Activists agree, however, that forced marriages shouldn't be excused as a cultural prerogative. "That's absolute rubbish," Sanghera insists. "That's dealing with it so sensitively that it's turning a blind eye to a crime." Khanum says the practice is based on tribal, patriarchal family values. "It's about power relationships in families," she says. And while some parents use religion to rationalize their behavior, that argument doesn't stand up to scrutiny, Khanum adds. "Fourteen hundred years ago, Islam banned forced marriages."
But fears of interfering in what's perceived as Asian culture can make non-Asian officials afraid to help. School governors in Derby, for example, wouldn't let Karma Nirvana put up government-approved information posters in schools. The FMU has written guidelines to help police, social services, and teachers recognize and deal with suspected victims, and the new law will require agencies and schools to use those guidelines to train employees—a clause supporters hope will reduce public misconceptions.

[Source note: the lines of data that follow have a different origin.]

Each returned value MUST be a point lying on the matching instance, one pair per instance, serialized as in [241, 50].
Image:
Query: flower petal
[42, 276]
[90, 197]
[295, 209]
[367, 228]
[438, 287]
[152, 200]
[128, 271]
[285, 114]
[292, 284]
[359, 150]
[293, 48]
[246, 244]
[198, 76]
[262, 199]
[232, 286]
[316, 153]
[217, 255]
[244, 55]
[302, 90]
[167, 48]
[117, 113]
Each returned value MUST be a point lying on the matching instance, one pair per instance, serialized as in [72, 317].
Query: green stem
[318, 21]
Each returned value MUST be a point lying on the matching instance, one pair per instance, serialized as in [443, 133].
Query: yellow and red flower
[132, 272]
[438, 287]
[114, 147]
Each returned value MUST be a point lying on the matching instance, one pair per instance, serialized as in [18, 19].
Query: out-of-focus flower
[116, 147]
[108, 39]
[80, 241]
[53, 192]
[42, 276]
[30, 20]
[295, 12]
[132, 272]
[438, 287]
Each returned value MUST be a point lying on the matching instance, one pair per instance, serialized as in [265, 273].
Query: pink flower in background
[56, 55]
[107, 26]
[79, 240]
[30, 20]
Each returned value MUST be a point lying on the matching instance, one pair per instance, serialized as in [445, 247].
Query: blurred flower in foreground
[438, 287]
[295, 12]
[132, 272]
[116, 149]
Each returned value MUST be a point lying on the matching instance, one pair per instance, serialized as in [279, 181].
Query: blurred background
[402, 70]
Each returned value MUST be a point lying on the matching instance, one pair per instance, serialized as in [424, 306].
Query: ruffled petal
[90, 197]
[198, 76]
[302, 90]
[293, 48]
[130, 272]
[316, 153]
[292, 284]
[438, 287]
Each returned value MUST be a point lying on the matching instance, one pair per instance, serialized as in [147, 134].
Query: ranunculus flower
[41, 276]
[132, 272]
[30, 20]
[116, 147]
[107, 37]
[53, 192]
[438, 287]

Activists also argue that leaders in Britain's Asian communities and mosques don't take the issue seriously enough. Khanum says many of these leaders, invariably men, won't admit the problem exists. Shaminder Ubhi, who runs the Ashiana Project, an East London shelter, says there's an unwillingness to highlight a problem that could further stigmatize Britain's Muslims in the wake of ongoing worries over Islamic terrorism. "They're saying, 'Here's another thing to pin on the Muslim communities.'"

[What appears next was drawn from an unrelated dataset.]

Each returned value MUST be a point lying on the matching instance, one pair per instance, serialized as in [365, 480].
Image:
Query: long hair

There are consequences the law can't address. "These women are isolated, not only from their families but from their communities. They are completely ostracized," Ubhi says. For instance, 14 years after she bolted, Sanghera still remains a pariah to her family. Not surprisingly, many victims have deep emotional problems. Ubhi estimates that mental illness plagues at least 60 percent of her clients. Some turn to drugs and alcohol—or self-harming.
That's been Fatima's history. She began overdosing on over-the-counter drugs and cutting herself as the pressure to marry mounted—a destructive behavior she has not fully stopped. She knows it's wrong. Yet she still finds relief from guilt in abusing herself. "It is," Fatima says, her voice turning to a whisper, "my salvation."